Saturday, June 9, 2012

This is the first of my posts concerning gaming. This particular one is a paper written about the origins of suits on playing cards, actual game background and rules to follow soon


 
The Cultural-Historical View of the
Origin and Evolution of Playing-Cards
and their Suit-Signs and Illustrations
DR HELLMUT ROSENFELD


 
A paper given at the 1981 Convention of the Society
ONE of the greatest, and for the development of human culture, most
important achievements of the human spirit was the invention of the
ancient Indian numbers, the decimal system and the various arithmetical
systems stemming from them. They have made possible the evolvement of
arithmetical knowledge in the West through Arab intermediaries. On the one
hand, the ancient Indian conception of numbers (one great-year consists of
two billion and 160,000 calendar years!) exceeds our comprehension up to
the present day. But on the other hand, this thinking in numbers was capable
of compressing the understanding of the world into low numbering systems.
Thus, the ancient Indian dice-chess compresses the diversity of political
constellations into the figures of two main adversaries and two allies and
the diversities of hostile controversies into the prescribed individual moves
(again expressed in numbers) of the representative figures of the armed
forces; finally, it reproduces the intervention of chance and fate by determining
the figure to be moved by the throw of dice, and sees the universe
as a playing field (chess board) orientated on the four cardinal points, with
twice-four by twice-four squares.
The game of chess as a two-sided game, with one-directional thinking,
came to Europe via Persia and became the royal game of medieval feudal
society.
A more mobile society of horsemen (in Asia) developed from the same
four-sided dice-chess the game of playing-cards with four suits, liberated from
space (chess board). The uniform army is increased according to the Indian
decimal system to 10 cards; these warrior cards, released from their spatial
values, receive, in the most ingenious way, time values through the arithmetical
ranking from one to ten. By means of two figure or court cards
(king and minister) the ancient Indian decimal system gets aligned with the
Babylonian duodecimal system. It was the barbarian soldier caste of the
Mamluks that added a third figure (the vice-governor) to emphasise its own
importance. They thus created the impossible number of 13 cards for each
suit. They also made in their enthusiasm for the team game of polo, a polo
king out of the king-judge who held a stick for punitive bastonadoes.
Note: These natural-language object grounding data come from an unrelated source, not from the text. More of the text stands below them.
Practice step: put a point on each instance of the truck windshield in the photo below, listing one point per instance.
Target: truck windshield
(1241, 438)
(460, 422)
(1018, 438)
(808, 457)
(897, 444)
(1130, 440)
Playing-cards in the Mamluk form came to Europe in about 1376. The
numeral cards remained practically unchanged. The figure cards which were
distinguished according to Islamic custom by ornamental and not by figurai
devices, were made in Europe into Kings, Marshalls and later into Queen» or
female servants (Unters). The no-longer-understood suit signs were soon
altered in Europe into most diverse forms and later alienated from normal
usage by the additions of artistic illustrations of greater interest to collectors
than to card players. Even the fate-determining additional cards of the Tarot
game were abused by currently fashionable illustrations.
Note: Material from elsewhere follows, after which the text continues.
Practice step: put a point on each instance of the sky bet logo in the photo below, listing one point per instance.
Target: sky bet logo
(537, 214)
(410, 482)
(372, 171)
The mass demand for playing-cards was satisfied by printing from woodcut
plates. The reduction of the obligate 10 numeral cards to nine necessitated
by the mechanical process was accepted by the card playing public. The
colouring of the cards was mechanised by the use of colour stencils. Finally,
in France, the process was further simplified by stencilling the numeral cards
entirely.
Another process, that of copper engraving, side-tracked the essential usage
of playing-cards. It was developed by artists who had little in common with
playing-card makers and who were only interested in creating a new medium
for presenting illustrations. Their laborious technique contradicted the very
idea of industrial mass production. Such cards were not made for practical
use by players as the patterns of animals and flowers on the numeral cards
made their distinction difficult. They became favoured collector items for
an art-loving middle class. Princes ordered cards to be painted for them with
illustrations and suit signs depicting royal circumstances. Even they became
probably exhibition pieces in royal art cabinets rather than cards for a game.
With this European development of usable and artistic cards in view, the
round, and even now hand-made, Indian playing-cards represent a gameorientated
simplicity and gayness of colour which excites our admiration.